En una comarca marcada por su pasado minero, el  Faedo de Ciñera  se abre como un remanso verde entre la roca y el carbón. Este pequeño bosque de hayas centenarias, algunas de más de  30 metros de altura , parece sacado de un cuento. El sendero que lo cruza, de apenas siete kilómetros, es sencillo y está salpicado por arroyos, puentes de madera y hojas que tapizan el suelo en otoño.

En su interior vive  Fagus , una haya de más de quinientos años, y, según la leyenda, el espíritu de  Haeda , una bruja buena que protegía el bosque. Lo cierto es que algo mágico hay en el aire: cada paso resuena como un hechizo.

2. Tejeda de Tosande (Palencia): el bosque jurásico

Pocos lugares en Europa conservan tantos  tejos milenarios  como este rincón palentino, escondido en el  Parque Natural de Fuentes Carrionas y Fuente Cobre . Los tejos, árboles sagrados para los celtas, son símbolo de eternidad… y también de muerte: su savia es venenosa, y dicen que los numantinos la usaron para suicidarse antes de rendirse a Roma.

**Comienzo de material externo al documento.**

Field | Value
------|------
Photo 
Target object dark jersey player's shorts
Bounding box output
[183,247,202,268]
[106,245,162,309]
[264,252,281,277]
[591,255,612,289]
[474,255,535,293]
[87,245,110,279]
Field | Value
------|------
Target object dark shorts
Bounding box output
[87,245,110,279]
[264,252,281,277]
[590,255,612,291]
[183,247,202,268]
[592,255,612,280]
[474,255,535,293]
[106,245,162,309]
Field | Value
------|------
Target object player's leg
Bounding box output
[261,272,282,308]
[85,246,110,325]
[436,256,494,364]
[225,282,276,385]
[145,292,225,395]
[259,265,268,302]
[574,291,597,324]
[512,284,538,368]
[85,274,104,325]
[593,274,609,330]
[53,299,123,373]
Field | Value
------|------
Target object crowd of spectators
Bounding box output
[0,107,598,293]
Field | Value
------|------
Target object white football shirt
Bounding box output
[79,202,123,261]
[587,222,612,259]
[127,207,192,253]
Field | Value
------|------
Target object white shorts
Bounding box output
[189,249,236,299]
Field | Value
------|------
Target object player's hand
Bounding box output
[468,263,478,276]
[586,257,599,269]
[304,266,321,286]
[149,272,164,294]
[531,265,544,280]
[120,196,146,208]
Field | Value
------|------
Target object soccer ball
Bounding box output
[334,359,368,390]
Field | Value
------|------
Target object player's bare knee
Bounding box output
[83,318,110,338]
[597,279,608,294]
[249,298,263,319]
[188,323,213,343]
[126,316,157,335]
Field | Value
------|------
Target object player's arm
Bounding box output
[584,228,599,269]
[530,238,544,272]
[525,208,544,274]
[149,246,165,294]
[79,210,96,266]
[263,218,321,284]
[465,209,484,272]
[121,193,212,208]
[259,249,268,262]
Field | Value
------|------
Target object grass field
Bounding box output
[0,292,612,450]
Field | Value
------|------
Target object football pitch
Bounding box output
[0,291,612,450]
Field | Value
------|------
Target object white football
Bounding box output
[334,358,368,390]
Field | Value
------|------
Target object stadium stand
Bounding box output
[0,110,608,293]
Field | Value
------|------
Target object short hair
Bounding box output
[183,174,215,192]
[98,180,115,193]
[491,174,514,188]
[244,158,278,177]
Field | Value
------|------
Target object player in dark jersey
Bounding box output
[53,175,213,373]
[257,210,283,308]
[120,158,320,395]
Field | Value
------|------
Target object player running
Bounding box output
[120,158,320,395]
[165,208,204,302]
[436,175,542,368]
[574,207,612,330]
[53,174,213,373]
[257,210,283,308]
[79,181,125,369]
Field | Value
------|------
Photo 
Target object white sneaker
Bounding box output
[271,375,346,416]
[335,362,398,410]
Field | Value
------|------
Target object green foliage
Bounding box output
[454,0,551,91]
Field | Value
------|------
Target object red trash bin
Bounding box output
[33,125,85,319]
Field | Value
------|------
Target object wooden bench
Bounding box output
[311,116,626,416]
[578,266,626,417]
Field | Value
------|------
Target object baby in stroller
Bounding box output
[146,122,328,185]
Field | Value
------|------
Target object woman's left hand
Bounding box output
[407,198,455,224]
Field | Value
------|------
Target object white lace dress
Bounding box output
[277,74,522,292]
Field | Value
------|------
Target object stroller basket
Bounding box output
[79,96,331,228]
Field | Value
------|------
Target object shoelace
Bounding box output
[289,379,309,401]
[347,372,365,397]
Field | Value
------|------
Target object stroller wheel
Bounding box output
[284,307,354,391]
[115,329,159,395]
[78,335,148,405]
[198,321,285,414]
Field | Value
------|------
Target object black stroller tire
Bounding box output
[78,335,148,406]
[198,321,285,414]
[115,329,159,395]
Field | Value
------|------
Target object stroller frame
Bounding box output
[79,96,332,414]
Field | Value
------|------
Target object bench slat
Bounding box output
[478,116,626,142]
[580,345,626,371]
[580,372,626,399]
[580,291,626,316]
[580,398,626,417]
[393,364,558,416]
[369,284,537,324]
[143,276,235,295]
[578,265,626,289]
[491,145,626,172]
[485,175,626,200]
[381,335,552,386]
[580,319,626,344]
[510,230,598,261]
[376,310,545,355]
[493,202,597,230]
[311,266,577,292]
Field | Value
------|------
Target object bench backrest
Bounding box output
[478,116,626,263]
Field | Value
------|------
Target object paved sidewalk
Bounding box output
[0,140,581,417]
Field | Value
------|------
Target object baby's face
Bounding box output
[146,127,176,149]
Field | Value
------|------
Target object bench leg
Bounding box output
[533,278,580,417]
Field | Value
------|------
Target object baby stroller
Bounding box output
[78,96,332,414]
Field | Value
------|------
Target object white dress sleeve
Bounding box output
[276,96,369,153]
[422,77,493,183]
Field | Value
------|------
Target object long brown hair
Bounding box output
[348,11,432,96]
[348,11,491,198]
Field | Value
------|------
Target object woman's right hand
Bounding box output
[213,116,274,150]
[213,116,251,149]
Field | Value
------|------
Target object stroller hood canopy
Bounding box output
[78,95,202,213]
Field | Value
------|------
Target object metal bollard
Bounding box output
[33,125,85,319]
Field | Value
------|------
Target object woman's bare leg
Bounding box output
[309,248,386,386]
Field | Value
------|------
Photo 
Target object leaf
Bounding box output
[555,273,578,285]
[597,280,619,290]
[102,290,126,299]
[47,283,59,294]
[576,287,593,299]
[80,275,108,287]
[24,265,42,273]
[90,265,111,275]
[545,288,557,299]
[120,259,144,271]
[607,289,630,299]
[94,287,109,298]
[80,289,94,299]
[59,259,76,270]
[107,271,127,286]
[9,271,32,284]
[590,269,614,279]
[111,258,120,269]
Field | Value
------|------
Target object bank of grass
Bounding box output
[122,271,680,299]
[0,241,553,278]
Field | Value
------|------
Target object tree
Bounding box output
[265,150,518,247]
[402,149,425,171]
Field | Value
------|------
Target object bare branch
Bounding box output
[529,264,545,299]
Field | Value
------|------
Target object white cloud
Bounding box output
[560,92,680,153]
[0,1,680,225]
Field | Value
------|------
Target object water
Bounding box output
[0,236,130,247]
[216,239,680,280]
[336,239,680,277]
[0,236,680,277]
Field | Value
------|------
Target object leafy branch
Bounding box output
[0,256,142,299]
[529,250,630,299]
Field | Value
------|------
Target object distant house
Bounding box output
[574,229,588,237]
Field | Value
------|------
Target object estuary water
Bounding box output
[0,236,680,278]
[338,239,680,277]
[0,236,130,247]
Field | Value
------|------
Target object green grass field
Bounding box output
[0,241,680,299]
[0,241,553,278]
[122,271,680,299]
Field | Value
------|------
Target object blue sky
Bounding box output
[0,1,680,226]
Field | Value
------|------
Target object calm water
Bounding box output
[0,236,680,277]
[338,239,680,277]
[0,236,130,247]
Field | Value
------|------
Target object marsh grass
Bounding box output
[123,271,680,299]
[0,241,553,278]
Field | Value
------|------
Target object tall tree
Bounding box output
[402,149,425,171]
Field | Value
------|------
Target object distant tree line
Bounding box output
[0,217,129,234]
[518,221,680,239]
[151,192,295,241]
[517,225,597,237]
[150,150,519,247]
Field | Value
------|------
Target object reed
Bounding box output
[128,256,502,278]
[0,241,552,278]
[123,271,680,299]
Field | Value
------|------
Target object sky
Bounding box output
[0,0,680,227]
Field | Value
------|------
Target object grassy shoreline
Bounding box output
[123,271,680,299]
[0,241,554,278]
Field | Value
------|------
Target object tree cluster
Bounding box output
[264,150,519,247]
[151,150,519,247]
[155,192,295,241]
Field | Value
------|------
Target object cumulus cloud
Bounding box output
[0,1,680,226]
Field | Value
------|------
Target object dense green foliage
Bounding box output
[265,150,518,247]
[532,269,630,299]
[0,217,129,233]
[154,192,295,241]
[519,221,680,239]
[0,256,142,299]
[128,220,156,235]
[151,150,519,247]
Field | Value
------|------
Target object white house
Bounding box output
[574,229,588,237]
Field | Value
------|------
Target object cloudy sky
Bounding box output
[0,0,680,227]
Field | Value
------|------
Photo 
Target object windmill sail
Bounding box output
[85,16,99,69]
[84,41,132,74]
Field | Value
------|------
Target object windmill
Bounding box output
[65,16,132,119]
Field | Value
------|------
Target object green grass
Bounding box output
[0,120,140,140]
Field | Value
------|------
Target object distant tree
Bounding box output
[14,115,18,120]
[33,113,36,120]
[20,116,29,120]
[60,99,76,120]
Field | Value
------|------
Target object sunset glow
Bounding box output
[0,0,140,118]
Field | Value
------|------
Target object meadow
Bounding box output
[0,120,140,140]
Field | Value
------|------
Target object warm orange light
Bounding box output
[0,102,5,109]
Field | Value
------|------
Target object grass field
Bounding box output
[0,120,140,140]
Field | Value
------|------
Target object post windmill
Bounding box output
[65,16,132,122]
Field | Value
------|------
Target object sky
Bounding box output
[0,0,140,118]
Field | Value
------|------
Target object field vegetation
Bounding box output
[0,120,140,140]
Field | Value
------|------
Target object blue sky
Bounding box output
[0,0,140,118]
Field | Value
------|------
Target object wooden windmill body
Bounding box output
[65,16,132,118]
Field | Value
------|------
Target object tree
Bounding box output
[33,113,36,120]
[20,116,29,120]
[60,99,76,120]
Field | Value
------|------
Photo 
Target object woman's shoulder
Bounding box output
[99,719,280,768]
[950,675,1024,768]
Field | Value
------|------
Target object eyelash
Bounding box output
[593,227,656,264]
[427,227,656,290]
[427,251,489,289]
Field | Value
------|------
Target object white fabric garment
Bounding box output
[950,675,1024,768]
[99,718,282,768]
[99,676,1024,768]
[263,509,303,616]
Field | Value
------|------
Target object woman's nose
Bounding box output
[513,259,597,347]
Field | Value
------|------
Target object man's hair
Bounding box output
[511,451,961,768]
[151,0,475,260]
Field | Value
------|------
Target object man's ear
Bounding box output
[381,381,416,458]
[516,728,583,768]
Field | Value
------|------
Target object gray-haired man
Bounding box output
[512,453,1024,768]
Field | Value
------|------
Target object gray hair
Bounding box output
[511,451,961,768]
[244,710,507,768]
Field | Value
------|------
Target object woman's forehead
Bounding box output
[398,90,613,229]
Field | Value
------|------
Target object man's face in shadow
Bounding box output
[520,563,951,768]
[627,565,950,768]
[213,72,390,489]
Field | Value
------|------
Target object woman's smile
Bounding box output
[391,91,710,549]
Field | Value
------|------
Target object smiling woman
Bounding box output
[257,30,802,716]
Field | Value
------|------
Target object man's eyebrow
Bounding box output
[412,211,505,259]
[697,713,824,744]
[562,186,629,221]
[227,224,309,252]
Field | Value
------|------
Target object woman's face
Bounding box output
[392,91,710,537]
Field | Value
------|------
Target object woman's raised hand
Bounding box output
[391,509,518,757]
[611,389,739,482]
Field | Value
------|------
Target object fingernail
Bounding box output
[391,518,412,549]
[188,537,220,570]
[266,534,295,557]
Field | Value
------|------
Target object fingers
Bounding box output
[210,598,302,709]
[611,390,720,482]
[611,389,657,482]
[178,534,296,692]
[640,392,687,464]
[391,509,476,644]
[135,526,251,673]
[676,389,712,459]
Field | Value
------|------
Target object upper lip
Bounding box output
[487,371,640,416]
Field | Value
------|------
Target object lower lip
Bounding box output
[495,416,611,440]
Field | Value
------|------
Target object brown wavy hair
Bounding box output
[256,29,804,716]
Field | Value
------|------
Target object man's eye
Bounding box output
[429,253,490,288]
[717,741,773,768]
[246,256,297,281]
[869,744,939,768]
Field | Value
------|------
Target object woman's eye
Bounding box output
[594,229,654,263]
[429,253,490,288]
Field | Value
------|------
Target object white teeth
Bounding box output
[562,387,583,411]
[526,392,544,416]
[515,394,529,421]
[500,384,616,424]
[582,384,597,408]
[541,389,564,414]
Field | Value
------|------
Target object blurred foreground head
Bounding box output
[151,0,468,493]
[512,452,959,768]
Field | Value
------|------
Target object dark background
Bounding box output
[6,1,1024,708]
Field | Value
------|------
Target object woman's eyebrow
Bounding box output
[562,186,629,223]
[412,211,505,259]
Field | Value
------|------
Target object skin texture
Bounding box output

La ruta, de unos diez kilómetros, atraviesa un paisaje de robles, encinas y hayas antes de adentrarse en la tejeda propiamente dicha. Allí, los troncos retorcidos y las sombras espesas crean una atmósfera inquietante, casi sobrenatural. Uno de esos lugares donde el tiempo no se mide por relojes, sino por siglos.

3. Hayedo de Otzarreta (Vizcaya): el bosque de los duendes

Dentro del  Parque Natural de Gorbeia , este pequeño hayedo es una joya de apenas unos kilómetros que parece diseñada por un artista surrealista. Las hayas crecen hacia arriba como  candelabros , con ramas que se elevan al cielo en lugar de extenderse lateralmente. Esa forma peculiar proviene del “trasmocheo”, una técnica tradicional para aprovechar la madera sin talar el árbol.

Cuenta la tradición que aquí vive el  Basajaun , el señor de los bosques vascos, junto con los  ireltxos , pequeños duendes guardianes de la naturaleza. Y aunque no los veas, es difícil no sentir que alguien te observa entre la niebla. Muy cerca se encuentran la  Cascada de Uguna  y el  Humedal de Saldropo , dos paradas que completan una ruta mágica.

4. Fragas do Eume (A Coruña): la selva atlántica

Si Galicia es verde, las  Fragas do Eume  son su versión más intensa. Este parque natural, uno de los bosques atlánticos mejor conservados de Europa, parece ajeno al paso del tiempo. Árboles cubiertos de musgo, arroyos escondidos, helechos gigantes y una luz tamizada que apenas logra atravesar la espesura.

Caminar por sus senderos —hay rutas para todos los niveles— es como  entrar en un cuento celta . No faltan las leyendas de  meigas y trasnos , ni los restos del  Monasterio de Caaveiro , perdido entre la niebla. Con sus nueve mil hectáreas de vida, es un recordatorio vivo de por qué proteger la naturaleza no es una opción, sino una necesidad.

5. Castañar del Valle del Genal (Málaga): el bosque de cobre

En el corazón de la  Serranía de Ronda , este bosque andaluz cambia de piel cada otoño. Los castaños tiñen las laderas de tonos rojizos y dorados, dando lugar al apodo de  “bosque de cobre” . Desde los pueblos blancos de  Júzcar, Genalguacil o Jubrique  parten varios senderos que serpentean entre los árboles, descubriendo caleras antiguas, fuentes naturales y miradores que quitan el aliento.

Además de su belleza, este bosque también se saborea: las  castañas del Genal  son la base de dulces y licores locales que resumen el alma de la comarca. Un paisaje que se admira, se huele y, por qué no, se come.